Jamison glanced at Decker and then said to Norris, “Thanks, I’ll give these materials to my sister and she can follow up with you.”
“Sounds good.”
Norris rose.
However, Decker remained sitting and said, “We were referred to you by Linda Drews.”
Norris slowly sat back down. “Oh, right.” He shook his head sadly. “That was tough.

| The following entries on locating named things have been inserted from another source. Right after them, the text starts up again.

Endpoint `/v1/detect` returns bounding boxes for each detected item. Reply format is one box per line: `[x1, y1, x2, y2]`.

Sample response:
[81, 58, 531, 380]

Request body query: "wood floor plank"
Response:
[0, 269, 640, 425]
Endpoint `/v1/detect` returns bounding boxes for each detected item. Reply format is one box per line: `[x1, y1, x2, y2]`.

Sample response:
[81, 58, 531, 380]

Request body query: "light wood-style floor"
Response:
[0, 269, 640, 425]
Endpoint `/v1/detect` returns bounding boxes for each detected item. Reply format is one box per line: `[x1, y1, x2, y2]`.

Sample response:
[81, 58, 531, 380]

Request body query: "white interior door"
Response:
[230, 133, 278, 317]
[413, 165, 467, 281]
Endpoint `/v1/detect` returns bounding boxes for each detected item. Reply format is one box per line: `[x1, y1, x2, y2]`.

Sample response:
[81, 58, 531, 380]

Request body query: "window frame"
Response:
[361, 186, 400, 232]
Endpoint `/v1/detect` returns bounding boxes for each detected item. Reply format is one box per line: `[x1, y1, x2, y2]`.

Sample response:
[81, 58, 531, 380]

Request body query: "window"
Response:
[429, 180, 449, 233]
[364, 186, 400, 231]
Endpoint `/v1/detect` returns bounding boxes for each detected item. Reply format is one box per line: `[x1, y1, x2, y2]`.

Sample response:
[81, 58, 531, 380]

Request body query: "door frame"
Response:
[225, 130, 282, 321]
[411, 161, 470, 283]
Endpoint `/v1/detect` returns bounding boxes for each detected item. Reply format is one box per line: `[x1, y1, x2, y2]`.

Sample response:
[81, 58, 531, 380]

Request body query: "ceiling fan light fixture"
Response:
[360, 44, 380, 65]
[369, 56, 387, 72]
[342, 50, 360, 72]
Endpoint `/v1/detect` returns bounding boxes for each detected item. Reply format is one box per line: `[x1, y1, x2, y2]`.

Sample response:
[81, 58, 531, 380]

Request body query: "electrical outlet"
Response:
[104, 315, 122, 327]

Her son dying like that. Broke my heart.”
“Yeah. She said he had hurt his back at work and was on painkillers.”
“Right.”
“That didn’t affect his ability to get life insurance?” asked Decker.
Norris eyed him keenly. “I’d love to keep jawing, but the fact is I’ve got an appointment to get to.” He stood. “Jenny can show you out.”
As they left the office and headed to their truck Jamison said, “You really spooked him.”
Decker nodded. “I think he knows we’re FBI.”
“Is this some sort of insurance scam?” she asked.
“Could be.”
“The premiums he quoted are pretty low. I doubt most people would need help to pay them.”
“Maybe not,” he said.
“You’re obviously thinking about something,” she said, staring at him.